Department of Neurosurgery, Tufts Medical Center, Boston, Massachusetts, USA.
J Neurosurg Spine. 2012 Mar;16(3):251-6. doi: 10.3171/2011.11.SPINE11458. Epub 2011 Dec 9.
Both ventral and dorsal operative approaches have been used to treat unilateral cervical facet injuries. The gold standard ventral approach is anterior cervical discectomy and fusion. There is, however, no clear gold standard dorsal operation. In this study, the authors tested the stability of multiple posterior constructs, including unilateral lateral mass fixation supplemented by an interspinous cable.

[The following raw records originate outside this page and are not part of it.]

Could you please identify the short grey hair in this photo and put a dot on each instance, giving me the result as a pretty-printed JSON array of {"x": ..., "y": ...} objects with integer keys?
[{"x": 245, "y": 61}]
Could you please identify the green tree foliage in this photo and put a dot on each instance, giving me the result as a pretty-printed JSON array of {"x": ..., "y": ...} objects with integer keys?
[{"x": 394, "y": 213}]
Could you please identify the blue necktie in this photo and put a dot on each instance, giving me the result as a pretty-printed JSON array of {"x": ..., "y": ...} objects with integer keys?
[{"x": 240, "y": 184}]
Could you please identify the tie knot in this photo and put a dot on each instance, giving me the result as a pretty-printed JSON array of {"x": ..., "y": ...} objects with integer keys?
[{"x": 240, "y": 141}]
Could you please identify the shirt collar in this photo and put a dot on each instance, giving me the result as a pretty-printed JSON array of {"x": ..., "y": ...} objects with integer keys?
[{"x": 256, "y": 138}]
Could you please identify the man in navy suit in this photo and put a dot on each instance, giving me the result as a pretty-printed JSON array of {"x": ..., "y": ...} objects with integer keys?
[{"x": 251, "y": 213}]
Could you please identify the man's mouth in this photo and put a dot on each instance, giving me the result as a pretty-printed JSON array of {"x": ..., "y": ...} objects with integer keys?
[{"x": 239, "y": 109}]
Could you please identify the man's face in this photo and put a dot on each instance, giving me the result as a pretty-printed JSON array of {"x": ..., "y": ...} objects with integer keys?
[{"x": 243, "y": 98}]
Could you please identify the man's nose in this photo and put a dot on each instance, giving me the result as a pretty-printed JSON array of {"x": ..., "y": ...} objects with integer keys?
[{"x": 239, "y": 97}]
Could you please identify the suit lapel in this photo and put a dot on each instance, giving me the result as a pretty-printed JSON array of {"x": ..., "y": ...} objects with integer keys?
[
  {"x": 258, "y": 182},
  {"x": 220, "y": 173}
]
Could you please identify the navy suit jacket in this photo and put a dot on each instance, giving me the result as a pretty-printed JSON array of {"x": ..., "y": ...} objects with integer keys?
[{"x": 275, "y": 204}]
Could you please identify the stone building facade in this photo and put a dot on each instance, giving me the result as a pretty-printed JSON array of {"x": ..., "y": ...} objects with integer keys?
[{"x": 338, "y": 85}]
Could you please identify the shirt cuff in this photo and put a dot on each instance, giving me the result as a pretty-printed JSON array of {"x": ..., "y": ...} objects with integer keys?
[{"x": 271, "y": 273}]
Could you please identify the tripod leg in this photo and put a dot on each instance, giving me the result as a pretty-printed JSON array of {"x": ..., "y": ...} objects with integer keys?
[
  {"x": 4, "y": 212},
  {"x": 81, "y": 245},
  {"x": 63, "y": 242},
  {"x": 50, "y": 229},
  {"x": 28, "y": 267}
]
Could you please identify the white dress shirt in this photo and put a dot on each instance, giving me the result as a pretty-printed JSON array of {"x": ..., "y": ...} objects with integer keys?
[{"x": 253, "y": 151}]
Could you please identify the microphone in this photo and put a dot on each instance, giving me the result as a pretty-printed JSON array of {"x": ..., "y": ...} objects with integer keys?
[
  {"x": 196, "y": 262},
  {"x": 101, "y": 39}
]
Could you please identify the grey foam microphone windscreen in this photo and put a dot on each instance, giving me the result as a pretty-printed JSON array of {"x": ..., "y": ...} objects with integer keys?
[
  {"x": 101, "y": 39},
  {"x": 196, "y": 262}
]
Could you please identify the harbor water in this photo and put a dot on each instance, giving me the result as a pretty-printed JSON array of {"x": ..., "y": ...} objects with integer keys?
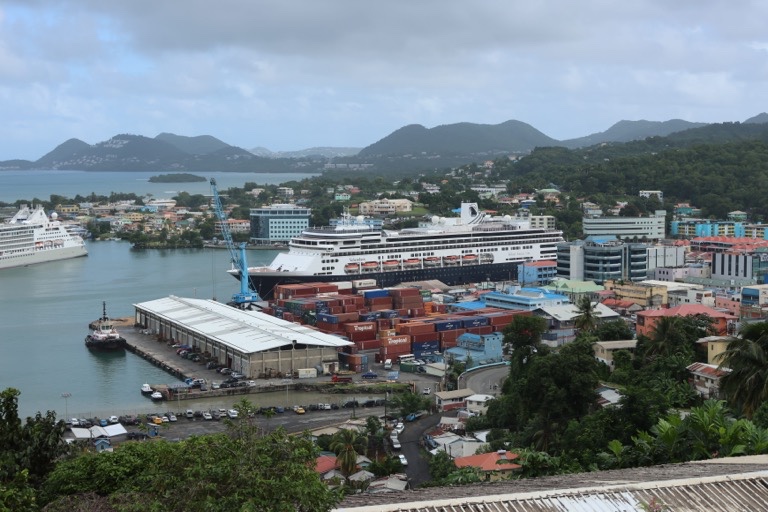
[{"x": 45, "y": 310}]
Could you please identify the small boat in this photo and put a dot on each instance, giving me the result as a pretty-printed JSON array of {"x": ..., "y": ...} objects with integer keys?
[{"x": 104, "y": 335}]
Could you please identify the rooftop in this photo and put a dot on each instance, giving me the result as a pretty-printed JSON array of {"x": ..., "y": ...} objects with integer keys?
[{"x": 718, "y": 485}]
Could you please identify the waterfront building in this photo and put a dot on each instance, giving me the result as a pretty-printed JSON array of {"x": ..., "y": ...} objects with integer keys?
[
  {"x": 537, "y": 272},
  {"x": 651, "y": 227},
  {"x": 525, "y": 299},
  {"x": 278, "y": 223},
  {"x": 602, "y": 258},
  {"x": 250, "y": 342}
]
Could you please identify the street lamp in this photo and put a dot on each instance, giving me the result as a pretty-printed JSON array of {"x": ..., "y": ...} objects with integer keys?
[{"x": 66, "y": 396}]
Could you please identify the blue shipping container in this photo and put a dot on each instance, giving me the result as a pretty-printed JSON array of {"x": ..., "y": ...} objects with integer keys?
[
  {"x": 475, "y": 321},
  {"x": 447, "y": 325},
  {"x": 329, "y": 319}
]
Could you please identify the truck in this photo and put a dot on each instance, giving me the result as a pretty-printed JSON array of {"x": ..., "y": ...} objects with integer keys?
[{"x": 305, "y": 373}]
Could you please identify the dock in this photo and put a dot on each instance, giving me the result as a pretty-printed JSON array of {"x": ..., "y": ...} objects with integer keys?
[{"x": 161, "y": 354}]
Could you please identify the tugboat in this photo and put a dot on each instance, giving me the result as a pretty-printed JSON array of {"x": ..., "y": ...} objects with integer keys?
[{"x": 104, "y": 335}]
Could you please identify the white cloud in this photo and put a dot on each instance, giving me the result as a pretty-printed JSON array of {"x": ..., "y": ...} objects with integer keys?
[{"x": 278, "y": 74}]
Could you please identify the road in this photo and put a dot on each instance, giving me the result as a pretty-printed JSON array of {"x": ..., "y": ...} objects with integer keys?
[{"x": 483, "y": 381}]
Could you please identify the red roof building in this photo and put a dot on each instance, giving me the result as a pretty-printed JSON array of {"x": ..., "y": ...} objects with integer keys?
[
  {"x": 494, "y": 465},
  {"x": 646, "y": 320}
]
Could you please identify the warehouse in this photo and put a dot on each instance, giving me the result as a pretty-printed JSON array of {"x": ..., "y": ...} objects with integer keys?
[{"x": 249, "y": 342}]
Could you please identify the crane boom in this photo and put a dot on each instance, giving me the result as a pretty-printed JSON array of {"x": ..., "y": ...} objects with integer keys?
[{"x": 237, "y": 258}]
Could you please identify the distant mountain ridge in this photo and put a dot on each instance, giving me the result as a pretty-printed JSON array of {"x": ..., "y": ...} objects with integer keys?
[{"x": 412, "y": 147}]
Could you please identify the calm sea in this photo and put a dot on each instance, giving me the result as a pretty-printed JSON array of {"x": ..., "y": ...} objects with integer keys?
[
  {"x": 29, "y": 185},
  {"x": 45, "y": 310}
]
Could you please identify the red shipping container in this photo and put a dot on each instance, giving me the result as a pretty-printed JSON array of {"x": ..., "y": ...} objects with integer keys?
[
  {"x": 369, "y": 327},
  {"x": 360, "y": 336},
  {"x": 405, "y": 292},
  {"x": 368, "y": 345},
  {"x": 377, "y": 301},
  {"x": 448, "y": 344},
  {"x": 397, "y": 341},
  {"x": 421, "y": 338}
]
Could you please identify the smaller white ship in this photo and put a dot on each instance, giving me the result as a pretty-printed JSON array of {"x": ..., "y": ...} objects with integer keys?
[{"x": 32, "y": 237}]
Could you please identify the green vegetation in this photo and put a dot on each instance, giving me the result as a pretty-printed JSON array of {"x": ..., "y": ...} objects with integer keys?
[{"x": 181, "y": 177}]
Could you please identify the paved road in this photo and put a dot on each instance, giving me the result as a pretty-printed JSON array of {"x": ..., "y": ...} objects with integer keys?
[{"x": 483, "y": 381}]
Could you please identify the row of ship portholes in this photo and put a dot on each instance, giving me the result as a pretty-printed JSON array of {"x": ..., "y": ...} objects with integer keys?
[{"x": 418, "y": 263}]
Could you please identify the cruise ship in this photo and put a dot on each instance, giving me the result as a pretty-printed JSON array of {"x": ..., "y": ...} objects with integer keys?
[
  {"x": 32, "y": 237},
  {"x": 473, "y": 247}
]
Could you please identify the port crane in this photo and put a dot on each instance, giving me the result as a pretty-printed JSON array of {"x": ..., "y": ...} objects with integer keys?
[{"x": 246, "y": 296}]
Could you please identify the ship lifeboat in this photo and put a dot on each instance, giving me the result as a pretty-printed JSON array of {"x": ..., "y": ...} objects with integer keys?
[
  {"x": 391, "y": 265},
  {"x": 486, "y": 257},
  {"x": 450, "y": 260}
]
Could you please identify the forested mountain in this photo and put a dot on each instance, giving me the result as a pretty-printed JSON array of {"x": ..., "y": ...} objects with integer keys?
[
  {"x": 719, "y": 168},
  {"x": 460, "y": 138},
  {"x": 200, "y": 145}
]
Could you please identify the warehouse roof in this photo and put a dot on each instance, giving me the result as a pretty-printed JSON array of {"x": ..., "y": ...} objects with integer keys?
[{"x": 245, "y": 331}]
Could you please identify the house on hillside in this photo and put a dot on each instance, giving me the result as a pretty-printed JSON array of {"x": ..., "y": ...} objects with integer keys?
[{"x": 494, "y": 465}]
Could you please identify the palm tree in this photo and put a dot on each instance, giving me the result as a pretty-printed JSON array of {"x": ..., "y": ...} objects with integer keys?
[
  {"x": 586, "y": 320},
  {"x": 746, "y": 385},
  {"x": 346, "y": 445}
]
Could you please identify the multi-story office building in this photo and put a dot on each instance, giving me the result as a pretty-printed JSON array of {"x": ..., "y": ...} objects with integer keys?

Six fresh human cervical spine specimens (C3-T1) were tested by applying pure moments to the C-3 vertebral body in increments of 0.5 Nm from 0 Nm to 2.0 Nm. Each specimen was tested in the following 8 conditions (in the order shown): 1) intact; 2) after destabilization via injury to the C5-6 facet; 3) with bilateral C5-6 lateral mass screws and rods; 4) after further destabilization by creating a right unilateral lateral mass fracture of C-5 (which rendered secure screw placement into the right C-5 lateral mass impossible); 5) with unilateral left C5-6 lateral mass screws and rod; 6) with unilateral C5-6 lateral mass screws and rod supplemented with an interspinous cable; 7) with a bilateral multilevel dorsal construct C4-6; and 8) after a C5-6 anterior cervical discectomy and fusion (ACDF) procedure with a polyetheretherketone graft and plate.
The bilateral C5-6 lateral mass construct reduced the range of C5-6 motion to 33.6% of normal. The unilateral C5-6 lateral mass construct resulted in an increased range of motion to 110.1% of normal. The unilateral lateral mass construct supplemented by an interspinous cable reduced the C5-6 range of motion to 89.4% of normal. The bilateral C4-6 lateral mass construct reduced the C5-6 range of motion to 44.2% of normal. The C5-6 ACDF construct reduced the C5-6 range of motion to 62.6% of normal.
The unilateral lateral mass construct supplemented by an interspinous cable does reduce range of motion compared with an intact specimen, but is significantly inferior to a C4-6 bilateral lateral mass construct. When using a dorsal approach, the unilateral construct with a cable should only be considered in selected instances.
经腹侧和背侧手术入路均已用于治疗单侧颈椎关节突损伤。金标准的腹侧入路是前路颈椎间盘切除融合术。然而,背侧手术没有明确的金标准。在这项研究中,作者测试了多种后路结构的稳定性,包括单侧侧块固定加棘间线缆。
对 6 个新鲜的人体颈椎标本(C3-T1)进行测试,在 C3 椎体上施加 0.5Nm 增量的纯力矩,范围从 0Nm 到 2.0Nm。每个标本按以下 8 种情况进行测试(按所示顺序):1)完整;2)通过损伤 C5-6 关节突使颈椎不稳;3)双侧 C5-6 侧块螺钉和棒固定;4)进一步通过造成 C-5 单侧侧块骨折使颈椎不稳(这使得无法将螺钉安全地固定到右侧 C-5 侧块上);5)单侧左侧 C5-6 侧块螺钉和棒固定;6)单侧 C5-6 侧块螺钉和棒固定加棘间线缆;7)双侧 C4-6 多节段背侧结构固定;8)C5-6 前路颈椎间盘切除融合术(ACDF)后,采用聚醚醚酮移植物和钢板。
双侧 C5-6 侧块固定使 C5-6 运动范围减少到正常的 33.6%。单侧 C5-6 侧块固定使运动范围增加到正常的 110.1%。单侧侧块固定加棘间线缆使 C5-6 运动范围减少到正常的 89.4%。双侧 C4-6 侧块固定使 C5-6 运动范围减少到正常的 44.2%。C5-6 ACDF 结构使 C5-6 运动范围减少到正常的 62.6%。
单侧侧块固定加棘间线缆确实减少了运动范围,与完整标本相比,但明显不如双侧 C4-6 侧块固定。当使用背侧入路时,只有在特定情况下才应考虑使用带线的单侧结构。